The Czech First League, known as the Fortuna liga for sponsorship reasons, is a Czech professional league for football clubs. At the top of the Czech football league system, it is the country's primary football competition. Seasons typically run from August to May, most games are played on Saturdays and Sundays with few games played on Fridays. All Fortuna liga clubs qualify for the Czech Cup.

The history of the Czech football league began with its reorganization for the 1993–94 season following the dissolution of Czechoslovakia and therefore the league became the successor of the Czechoslovak League. Thirty-five clubs have competed in the Fortuna liga since its founding. Sparta Prague has won the title 12 times, the most among Czech clubs. Other clubs that were crowned as champions are Slavia Prague, Slovan Liberec, Baník Ostrava and Viktoria Plzeň, who are the reigning champions.

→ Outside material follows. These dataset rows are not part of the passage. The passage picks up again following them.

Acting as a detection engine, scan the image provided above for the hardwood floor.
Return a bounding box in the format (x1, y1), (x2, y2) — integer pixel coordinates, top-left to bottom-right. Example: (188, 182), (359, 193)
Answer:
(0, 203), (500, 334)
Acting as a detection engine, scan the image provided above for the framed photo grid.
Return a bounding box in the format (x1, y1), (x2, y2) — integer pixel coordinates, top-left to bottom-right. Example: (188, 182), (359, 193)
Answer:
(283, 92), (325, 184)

Based on performances in European competitions over the past five years, the league is ranked 17th in the UEFA league rankings for the 2021–22 season.

Competition format
In the inaugural season, two points were awarded for a win, before switching to three points for a win in 1994. Teams are ranked by total points, in the case of two or more teams finishing with equal points, the head-to-head record between the teams is used for ranking, counting points in relevant games, then goal difference and then goals scored.

1993–2018
There were 16 clubs in the league. During the course of a season, which lasted from August to May, each club played the others twice, once at their home stadium and once at that of their opponents, for a total of 30 games.

New format
The 2018–19 season was the first season played with the new competition format. After the regular season, which lasts from July to April and involves each team playing every other team home and away, the teams are divided into three groups. The top six teams enter the championship group, with the first-placed team being named champions. The teams play against each other only once, playing total of five additional matches. Points earned are added to the points from the regular season.

The teams 7th–10th position after 30 games take part in the Europa League play-offs. The best of them play against the fourth-placed or fifth-placed (it depends on the result of the Czech Cup and on the Czech coefficient rankings between European football leagues) of the championship group to determine who will participate in the Europa League.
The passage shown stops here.